Comments 5: Regarding the Ethical Approval (Section 3.1), the statement “This study was approved by the ethics review board of our institution” is vague. Please provide the name of the institution that granted IRB approval. Additionally, avoid the use of first-person pronouns such as “we,” “my,” “I,” and “our” throughout the manuscript.
Response 5: We have revised the section related to Ethics Approval. Throughout the manuscript, occurrences of first-person pronouns have been reviewed and either removed or retained only where their use is particularly necessary, with professional proofreading ensuring consistency and formal tone.

Comments 6: Regarding the Model and Training Details (Section 3.2), this section requires more thorough explanation. A clear protocol for training and testing should be provided. The proposed methodology and model architecture should be presented in a graphical format for clarity. Further details are needed on model development, optimization, training, testing, and validation. The discussion of CLIP alone is insufficient.
Response 6: We addressed this comment in two ways. First, we used Algorithm 1 to describe the training and inference protocols in detail and explicitly clarified that the same process applies to both stages. Second, although we did not propose a new model architecture, making a graphical illustration redundant, we agree that the architecture of the models employed should be stated more clearly. Therefore, in Section 3.3 (Models), we added a table summarizing the image and text encoders used in each method (Table 1, lines 148-155).
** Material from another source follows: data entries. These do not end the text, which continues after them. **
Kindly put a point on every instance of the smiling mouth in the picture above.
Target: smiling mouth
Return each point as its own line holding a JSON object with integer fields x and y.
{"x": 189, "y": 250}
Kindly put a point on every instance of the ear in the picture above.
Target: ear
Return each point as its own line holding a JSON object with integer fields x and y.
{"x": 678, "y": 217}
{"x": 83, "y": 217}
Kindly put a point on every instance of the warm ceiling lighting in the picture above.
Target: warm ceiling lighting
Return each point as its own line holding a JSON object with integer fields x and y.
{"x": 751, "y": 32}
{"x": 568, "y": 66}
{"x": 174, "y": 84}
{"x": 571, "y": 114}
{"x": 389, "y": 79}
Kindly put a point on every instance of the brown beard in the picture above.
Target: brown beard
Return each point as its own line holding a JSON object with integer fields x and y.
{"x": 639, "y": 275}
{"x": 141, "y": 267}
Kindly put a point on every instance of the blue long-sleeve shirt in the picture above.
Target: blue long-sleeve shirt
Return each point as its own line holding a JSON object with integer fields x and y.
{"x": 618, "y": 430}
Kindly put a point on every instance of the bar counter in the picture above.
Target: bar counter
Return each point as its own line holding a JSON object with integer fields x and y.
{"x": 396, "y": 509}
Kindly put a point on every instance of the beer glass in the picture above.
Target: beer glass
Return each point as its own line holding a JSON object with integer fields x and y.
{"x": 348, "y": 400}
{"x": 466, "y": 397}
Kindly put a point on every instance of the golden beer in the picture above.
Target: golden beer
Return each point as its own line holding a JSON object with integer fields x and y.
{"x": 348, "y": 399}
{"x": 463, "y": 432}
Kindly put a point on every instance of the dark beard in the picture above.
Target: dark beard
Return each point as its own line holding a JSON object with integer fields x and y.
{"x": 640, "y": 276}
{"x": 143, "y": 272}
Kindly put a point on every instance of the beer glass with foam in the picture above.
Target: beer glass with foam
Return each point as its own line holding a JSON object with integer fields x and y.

Comments 7: Algorithm 1 must be included in the methodology section, discussed in detail, and cited appropriately in the main text.
Response 7: Algorithm 1 has been moved from the Results section to the Methods section. We also expanded the accompanying text to provide a detailed explanation of the inference procedure and ensure that Algorithm 1 is properly cited and discussed in the main text.

Comments 8: To support each step of the methodology, every major point should be verified and validated in the results section, using appropriate graphs, plots, charts, or other visual evidence.
Response 8: To address this comment, we have added a new subsection to the Results section, presenting a boxplot of the mean absolute error (MAE) between the predicted and ground-truth slice indices on the validation set (lines 182-193). We compared the hard predictions (top-1 slice) and soft predictions (moving average over neighboring slices) across all models. The results (Fig. 3) show that fine-tuning consistently reduced the MAE and that the soft prediction strategy yielded lower errors than hard prediction, thereby verifying that the training process led to meaningful learning. This step supported the validity of our methodology before proceeding with task-specific evaluations.

Round 2

Reviewer 1 Report

Comments and Suggestions for Authors

Do update the manuscript with highlights and major contributions of proposed work. 

Addition of graphical abstract is appriciated.

Rest all queries were addressed 

Author Response

## Reviewer 1:

General Response: We have carefully addressed the two comments provided by the reviewer, and we would greatly appreciate your confirmation.

 

Comments 1: Do update the manuscript with highlights and major contributions of proposed work.

Response 1: We have added a paragraph summarizing the major contributions of this work in the Introduction section (lines 59-70).

Comments 2: Addition of graphical abstract is appriciated.

Response 2: We have created a graphical abstract that concisely summarizes our study and submitted it under the "Graphical Abstract" section in the submission form.

Reviewer 2 Report

Comments and Suggestions for Authors

The authors addressed all the comments. 

Author Response

## Reviewer 2:

General Response: We are pleased to have addressed all comments from Reviewer 2 in Round 1. In Round 2, we have responded to the remaining comments from Reviewer 1. We sincerely appreciate your thorough review and valuable feedback.